Bu arada yaptığı yorumlara genellikle katılmadığım, bazı tavırlarını çeşitliliğe saygısız ve tehlikeli bulduğum Prof. Celal Şengör’ün bu kez haksızlığa uğradığını yazmalıyım. Medya- sosyal medya yıkılıyordu dün… Celal Hoca “Ege Denizi'nde depremlerin olduğu Santorini yanardağı patlarsa hepimize Allah'a ısmarladık” demişti. “Ne demiş yine bu adam?” diyerek videonun tamamının peşine düştüm, youtube’da buldum. Hocaya bilgi vermeden ayaküstü magazin gibi soru sormuşlar. Adamı sıkıştırıp tuzak sorular sormuşlar ama reytingciler videonun tamamını tabii ki yayınlamıyorlar. Hoca videoda diyor ki: “Depremler ne tür depremler onu bilmek lazım!” Ama o kısmı paylaşmıyorlar. Yani volkanik depremler olmadığını söylemiyorlar, ağzından laf alıp kaçmışlar çoğu kez yaptıkları gibi. Hoca Yunanistan’daki akademisyen arkadaşlarından bilgi aldıktan sonra konuşsa zaten böyle bir şey demezdi… Bu da onun kaderi. Her mikrofona konuşmayacaksın!
Sosyal medyada durum daha da renkli: Takipçi kasma derdinde olanlar hemen “Bunu paylaşmazsan vebali boynuna” temalı paylaşımlar yaparken, bir grup “Ben demiştim”ciler de 2 ay önceki sallantıyı işaret ederek kâhinlik iddiasında bulunuyor. “Depremi önceden bildiğini” söyleyen hesaplar, yine muhtemelen Kova burcunun bu ayki enerjisiyle fay hatları arasında ilişki kuran grafikler paylaşıyor.
Özetle, medya da sosyal medyacılar da yine kötü sınav veriyor. Gerçek bilgiye ulaşmak mı? O biraz zor… Ama panik yaratmak konusunda hepimiz profesyoneliz. Şimdi herkes derin bir nefes alsın ve unutmasın: Deprem öldürmez, ama cehalet ve kötü habercilik öldürebilir!
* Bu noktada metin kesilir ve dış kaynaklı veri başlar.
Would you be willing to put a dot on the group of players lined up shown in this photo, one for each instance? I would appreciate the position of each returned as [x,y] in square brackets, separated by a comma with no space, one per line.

Bundan sonra biz en iyisi her sabah kahvaltıda bir “dışarıda deprem oldu mu?” diye kontrol edelim. Belki ancak o zaman oturduğumuz evlerin, çocuklarımızı gönderdiğimiz okulların, hastanelerimizin ne durumda olduğunu düşünmeye başlarız.
Neyse, burası tatlı unutkanlıklar ülkesi… Çok da şey yapmamak lazım, Santorini depremlerini takipte kalalım!